Sadly, but not unexpectedly, our favorite football team isn’t playing in this year’s Super Bowl. As a matter of fact, our team hasn’t won a Super Bowl since 1969. But we can still put on our green-and-white team jerseys one more time and watch the final game of the season, reminiscing about the past while enjoying some delicious buffalo blankets.
BUFFALO BLANKETS
Ingredients
2 cups shredded baked rotisserie chicken
1 cup buffalo wing sauce (My favorite is M. Moore’s Original Buffalo Sauce)
4 celery stalks
1 package Pillsbury Crescent Rolls
Flour
Olive oil spray
Blue Cheese Dressing (My favorite is Kraft Roka Blue Cheese Dressing)
Preheat your oven to 375 degrees. Line a baking sheet with non-stick foil.
In a small bowl, toss the chicken with the buffalo wing sauce. Stir to make sure that the sauce is even distributed.
Slice each celery stalk in half crosswise, then cut each half into four lengths. Each celery stalk will make a total of 8 thin pieces, each about 2 ½ inches long.
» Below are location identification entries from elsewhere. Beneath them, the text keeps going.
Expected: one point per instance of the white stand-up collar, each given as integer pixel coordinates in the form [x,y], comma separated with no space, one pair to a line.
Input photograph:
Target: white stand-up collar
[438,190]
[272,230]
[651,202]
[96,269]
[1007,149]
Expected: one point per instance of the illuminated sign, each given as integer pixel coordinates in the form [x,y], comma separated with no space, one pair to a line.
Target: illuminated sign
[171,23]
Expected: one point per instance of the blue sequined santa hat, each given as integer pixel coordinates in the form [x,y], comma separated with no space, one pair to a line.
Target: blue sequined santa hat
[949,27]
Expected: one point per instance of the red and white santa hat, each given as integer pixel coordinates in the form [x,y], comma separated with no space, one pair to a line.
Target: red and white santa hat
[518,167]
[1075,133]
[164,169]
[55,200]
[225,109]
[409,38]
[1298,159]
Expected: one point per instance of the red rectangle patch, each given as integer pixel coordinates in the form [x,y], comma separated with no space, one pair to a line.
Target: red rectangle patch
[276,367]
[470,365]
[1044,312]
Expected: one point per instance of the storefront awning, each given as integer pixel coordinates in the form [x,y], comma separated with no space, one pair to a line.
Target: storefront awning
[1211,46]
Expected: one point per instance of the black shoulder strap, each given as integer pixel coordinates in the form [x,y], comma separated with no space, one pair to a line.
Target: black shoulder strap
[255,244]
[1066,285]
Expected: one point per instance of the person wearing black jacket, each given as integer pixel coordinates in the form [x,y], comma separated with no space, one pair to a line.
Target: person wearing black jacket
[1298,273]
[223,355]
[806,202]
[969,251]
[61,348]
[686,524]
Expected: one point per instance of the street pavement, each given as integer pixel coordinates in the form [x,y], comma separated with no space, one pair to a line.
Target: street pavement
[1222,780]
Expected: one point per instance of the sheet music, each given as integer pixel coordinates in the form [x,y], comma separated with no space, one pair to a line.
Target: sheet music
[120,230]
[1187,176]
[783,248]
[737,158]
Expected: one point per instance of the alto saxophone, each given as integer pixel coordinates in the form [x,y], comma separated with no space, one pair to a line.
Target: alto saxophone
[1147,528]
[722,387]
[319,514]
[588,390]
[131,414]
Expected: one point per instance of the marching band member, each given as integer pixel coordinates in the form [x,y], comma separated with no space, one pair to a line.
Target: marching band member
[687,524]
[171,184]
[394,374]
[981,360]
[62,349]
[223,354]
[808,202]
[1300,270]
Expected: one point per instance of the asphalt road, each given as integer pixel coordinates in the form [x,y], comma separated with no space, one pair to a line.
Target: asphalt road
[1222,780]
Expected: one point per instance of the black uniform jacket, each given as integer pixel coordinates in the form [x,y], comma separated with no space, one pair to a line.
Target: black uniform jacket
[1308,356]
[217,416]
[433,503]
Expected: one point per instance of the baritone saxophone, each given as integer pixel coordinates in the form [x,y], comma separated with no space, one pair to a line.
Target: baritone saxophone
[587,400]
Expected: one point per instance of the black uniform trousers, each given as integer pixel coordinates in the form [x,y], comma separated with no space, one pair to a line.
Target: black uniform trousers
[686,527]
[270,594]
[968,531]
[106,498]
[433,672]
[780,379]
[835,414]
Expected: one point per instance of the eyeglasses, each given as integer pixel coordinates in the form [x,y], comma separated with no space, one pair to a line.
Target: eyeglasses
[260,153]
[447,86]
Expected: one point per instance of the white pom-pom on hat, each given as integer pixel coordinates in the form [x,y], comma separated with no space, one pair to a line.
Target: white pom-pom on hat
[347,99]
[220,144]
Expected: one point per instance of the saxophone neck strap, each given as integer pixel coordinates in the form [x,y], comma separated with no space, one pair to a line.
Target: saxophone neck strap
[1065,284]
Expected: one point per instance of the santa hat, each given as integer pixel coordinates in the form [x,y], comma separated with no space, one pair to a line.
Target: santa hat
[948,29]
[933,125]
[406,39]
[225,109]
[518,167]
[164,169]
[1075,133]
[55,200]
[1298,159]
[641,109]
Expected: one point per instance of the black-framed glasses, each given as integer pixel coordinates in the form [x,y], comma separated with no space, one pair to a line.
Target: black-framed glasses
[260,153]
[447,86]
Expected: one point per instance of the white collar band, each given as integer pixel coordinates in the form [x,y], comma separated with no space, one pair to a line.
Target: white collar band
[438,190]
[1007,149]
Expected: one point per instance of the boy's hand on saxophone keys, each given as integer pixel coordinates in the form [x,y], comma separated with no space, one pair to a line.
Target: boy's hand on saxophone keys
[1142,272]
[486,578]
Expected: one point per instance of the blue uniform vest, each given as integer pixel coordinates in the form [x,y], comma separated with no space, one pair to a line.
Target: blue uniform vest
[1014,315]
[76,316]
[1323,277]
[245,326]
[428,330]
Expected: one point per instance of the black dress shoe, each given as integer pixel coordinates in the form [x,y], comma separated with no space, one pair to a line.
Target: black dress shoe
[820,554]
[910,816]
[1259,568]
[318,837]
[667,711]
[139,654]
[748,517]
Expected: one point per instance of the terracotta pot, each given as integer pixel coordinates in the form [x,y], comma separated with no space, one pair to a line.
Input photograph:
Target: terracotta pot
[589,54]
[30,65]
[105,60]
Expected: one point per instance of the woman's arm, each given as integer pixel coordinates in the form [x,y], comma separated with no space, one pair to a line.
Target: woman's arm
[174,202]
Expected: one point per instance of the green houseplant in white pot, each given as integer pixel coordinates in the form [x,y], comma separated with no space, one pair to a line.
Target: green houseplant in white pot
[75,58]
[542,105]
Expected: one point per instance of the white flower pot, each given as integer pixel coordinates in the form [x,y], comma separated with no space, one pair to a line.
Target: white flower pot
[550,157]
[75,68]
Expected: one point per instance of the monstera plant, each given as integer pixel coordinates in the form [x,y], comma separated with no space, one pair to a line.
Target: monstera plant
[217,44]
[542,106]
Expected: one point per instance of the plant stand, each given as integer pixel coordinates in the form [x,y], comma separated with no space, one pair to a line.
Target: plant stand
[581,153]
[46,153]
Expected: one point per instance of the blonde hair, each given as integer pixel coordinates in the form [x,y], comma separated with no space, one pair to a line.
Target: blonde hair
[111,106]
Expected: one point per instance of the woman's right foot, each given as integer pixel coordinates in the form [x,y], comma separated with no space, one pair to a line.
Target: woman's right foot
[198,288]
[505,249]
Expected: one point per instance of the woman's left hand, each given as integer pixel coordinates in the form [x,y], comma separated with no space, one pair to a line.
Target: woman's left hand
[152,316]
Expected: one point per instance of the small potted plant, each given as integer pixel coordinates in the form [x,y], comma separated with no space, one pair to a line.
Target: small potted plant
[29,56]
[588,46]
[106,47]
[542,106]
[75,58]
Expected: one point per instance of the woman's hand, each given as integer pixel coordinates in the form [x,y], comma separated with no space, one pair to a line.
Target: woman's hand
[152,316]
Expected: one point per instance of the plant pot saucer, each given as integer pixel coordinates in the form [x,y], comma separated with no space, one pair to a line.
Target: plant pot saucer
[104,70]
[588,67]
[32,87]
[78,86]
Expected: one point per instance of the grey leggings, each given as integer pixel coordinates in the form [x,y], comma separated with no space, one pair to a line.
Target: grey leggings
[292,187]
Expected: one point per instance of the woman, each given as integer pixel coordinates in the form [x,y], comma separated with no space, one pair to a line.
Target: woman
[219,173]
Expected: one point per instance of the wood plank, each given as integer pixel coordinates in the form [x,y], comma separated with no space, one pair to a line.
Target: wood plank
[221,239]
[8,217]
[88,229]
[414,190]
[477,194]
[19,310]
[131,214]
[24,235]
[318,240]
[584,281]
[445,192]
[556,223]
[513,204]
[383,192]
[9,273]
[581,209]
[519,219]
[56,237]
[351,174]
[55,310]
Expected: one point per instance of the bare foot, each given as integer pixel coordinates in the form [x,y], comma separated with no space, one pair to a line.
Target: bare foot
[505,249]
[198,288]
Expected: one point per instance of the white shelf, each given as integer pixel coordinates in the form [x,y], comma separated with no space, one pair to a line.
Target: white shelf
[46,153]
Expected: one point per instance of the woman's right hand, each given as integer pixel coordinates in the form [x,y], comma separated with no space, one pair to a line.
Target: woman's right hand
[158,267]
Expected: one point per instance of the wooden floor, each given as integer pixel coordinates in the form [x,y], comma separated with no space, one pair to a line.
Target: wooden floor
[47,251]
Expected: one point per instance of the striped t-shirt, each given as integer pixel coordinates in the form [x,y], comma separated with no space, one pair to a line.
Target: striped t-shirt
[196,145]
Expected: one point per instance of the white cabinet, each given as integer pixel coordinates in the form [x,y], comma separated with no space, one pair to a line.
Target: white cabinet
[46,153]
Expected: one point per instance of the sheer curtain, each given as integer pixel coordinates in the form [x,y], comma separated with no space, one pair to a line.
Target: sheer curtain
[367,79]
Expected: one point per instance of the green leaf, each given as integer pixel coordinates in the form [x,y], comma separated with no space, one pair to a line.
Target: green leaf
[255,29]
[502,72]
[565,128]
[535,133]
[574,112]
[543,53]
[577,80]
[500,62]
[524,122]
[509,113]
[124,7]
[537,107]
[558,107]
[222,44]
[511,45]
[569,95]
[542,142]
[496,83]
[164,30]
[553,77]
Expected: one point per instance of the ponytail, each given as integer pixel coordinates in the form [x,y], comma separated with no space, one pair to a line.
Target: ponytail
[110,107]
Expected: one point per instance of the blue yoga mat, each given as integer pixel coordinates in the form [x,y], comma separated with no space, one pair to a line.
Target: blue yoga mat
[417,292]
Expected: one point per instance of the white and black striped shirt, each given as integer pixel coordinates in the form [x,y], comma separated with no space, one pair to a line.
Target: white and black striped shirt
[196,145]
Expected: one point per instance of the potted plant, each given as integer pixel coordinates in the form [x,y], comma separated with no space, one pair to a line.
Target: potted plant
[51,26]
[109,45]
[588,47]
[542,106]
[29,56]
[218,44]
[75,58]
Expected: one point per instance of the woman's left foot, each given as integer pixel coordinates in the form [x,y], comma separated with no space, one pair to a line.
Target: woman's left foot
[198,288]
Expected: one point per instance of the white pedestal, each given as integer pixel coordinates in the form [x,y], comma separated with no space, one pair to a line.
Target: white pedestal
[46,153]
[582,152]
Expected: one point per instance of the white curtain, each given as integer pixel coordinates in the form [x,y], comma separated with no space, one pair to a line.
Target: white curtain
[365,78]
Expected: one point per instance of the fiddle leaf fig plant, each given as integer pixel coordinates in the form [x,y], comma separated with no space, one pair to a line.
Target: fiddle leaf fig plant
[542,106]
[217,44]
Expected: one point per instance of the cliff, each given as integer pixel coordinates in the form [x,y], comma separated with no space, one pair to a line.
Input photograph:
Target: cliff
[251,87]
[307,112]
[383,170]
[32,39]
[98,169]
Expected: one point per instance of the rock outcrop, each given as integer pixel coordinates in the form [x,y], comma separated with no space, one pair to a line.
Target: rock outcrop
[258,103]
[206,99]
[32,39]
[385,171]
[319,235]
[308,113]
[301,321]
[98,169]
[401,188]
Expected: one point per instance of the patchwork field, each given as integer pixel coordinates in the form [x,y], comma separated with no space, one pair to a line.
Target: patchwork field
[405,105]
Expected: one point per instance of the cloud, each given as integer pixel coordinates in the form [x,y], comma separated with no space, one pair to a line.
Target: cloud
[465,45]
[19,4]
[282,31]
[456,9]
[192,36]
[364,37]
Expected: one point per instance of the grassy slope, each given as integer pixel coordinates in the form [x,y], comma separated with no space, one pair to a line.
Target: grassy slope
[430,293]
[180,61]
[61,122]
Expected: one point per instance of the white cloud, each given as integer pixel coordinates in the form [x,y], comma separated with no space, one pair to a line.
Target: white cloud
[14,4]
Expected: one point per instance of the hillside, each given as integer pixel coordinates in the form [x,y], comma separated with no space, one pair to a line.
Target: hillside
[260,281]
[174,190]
You’ll need 32 pieces of celery for the recipe.
Open the package of Pillsbury Crescent Rolls and divide it in two. Set one half aside. On a lightly floured surface, place one half of the dough and sprinkle with a little additional flour. Use a rolling pin to gently stretch the dough and seal all the seams, forming a single large square.
Use a paring knife to cut the dough into 16 square pieces (four rows/four columns).
Pick up a piece of dough and place about 1 tablespoon of chicken and a piece of celery near one corner. Roll up the dough diagonally to wrap the chicken and celery in a “blanket.” Place the roll-up on the baking sheet being careful to leave a little room for the dough to expand as it bakes. Continue filling and rolling all 16 pieces of dough.
Lightly spray the roll-ups with a little olive oil spray to help the dough brown evenly while baking. Bake at 375 degrees for 10 minutes until lightly browned. Use a spatula to place the warm buffalo blankets on a serving platter.
While the first batch is baking, continue making the rollups with the other half of the dough, repeating the process as before.
Serve the buffalo blankets immediately with a bowl of blue cheese dressing for dipping.